[LibreOJ 2034][SDOI2016]排列计数
转载请注明出处:http://danihao123.is-programmer.com/
我这种池沼只会做水题陶冶身心了……
考虑用\(f_i\)表示长为\(i\)的完全错位全排列的个数,那么有\(i\)个错位的长度为\(n\)的全排列的数量就是\(\binom{n}{i} f_i\)。从这一点出发,可以得到一个式子(枚举错位的有几个):
\[n! = \sum_{i = 0}^n \binom{n}{i} f_i\]
考虑使用二项式反演,得到:
\[
\begin{aligned}
f_n &= \sum_{i = 0}^n (-1)^{n - i}\binom{n}{i} i!\\
&= \sum_{i = 0}^n (-1)^{n - i}\frac{n!}{(n - i)!}\\
&= n!\sum_{i = 0}^n \frac{(-1)^{n - i}}{(n - i)!}\\
&= n!\sum_{i = 0}^n \frac{(-1)^i}{i!}
\end{aligned}
\]
后面的和式可以预处理,然后就做完啦~
代码:
#include <cstdio> #include <cstring> using ll = long long; const ll ha = 1000000007LL; inline ll pow_mod(const ll &a, ll b) { ll ans = 1LL, res = a; while(b) { if(1LL & b) ans = (ans * res) % ha; res = (res * res) % ha; b >>= 1; } return ans; } inline ll inv(ll x) { return pow_mod(x, ha - 2LL); } const int N = 1000000; const int maxn = N + 5; ll fac[maxn], f[maxn]; inline void process() { fac[0] = 1LL; for(int i = 1; i <= N; i ++) { fac[i] = (fac[i - 1] * (ll(i))) % ha; } for(int i = 0; i <= N; i ++) { f[i] = (i % 2 == 1) ? (ha - 1LL) : 1LL; f[i] = (f[i] * inv(fac[i])) % ha; if(i > 0) f[i] = (f[i - 1] + f[i]) % ha; } } int main() { process(); int T; scanf("%d", &T); while(T --) { int n, m; scanf("%d%d", &n, &m); int p = n - m; ll bs = (fac[p] * f[p]) % ha; ll C = (fac[n] * inv((fac[p] * fac[m]) % ha)) % ha; printf("%lld\n", (bs * C) % ha); } return 0; }
Feb 03, 2023 06:46:15 PM
Are you getting yourself a new WiFi router, then you might be happy because now you are able to set up your best WiFi names to your liking which is a funny act but a please to do indeed.

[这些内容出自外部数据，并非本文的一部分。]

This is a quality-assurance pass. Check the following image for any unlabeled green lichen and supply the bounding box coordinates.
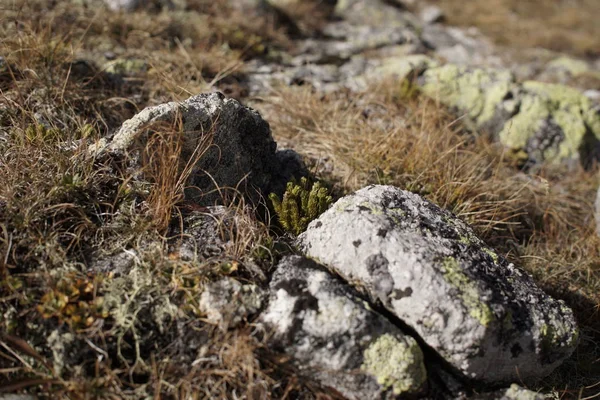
[442,257,495,326]
[547,57,591,76]
[500,81,600,160]
[372,54,438,79]
[422,64,514,126]
[361,333,427,395]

WiFi Names Well as you already know that the reason why people be objective about finding the best WiFi names for their new connections or routers is that they want some cool or funny names that make them feel nice and at the same time when your friends, family.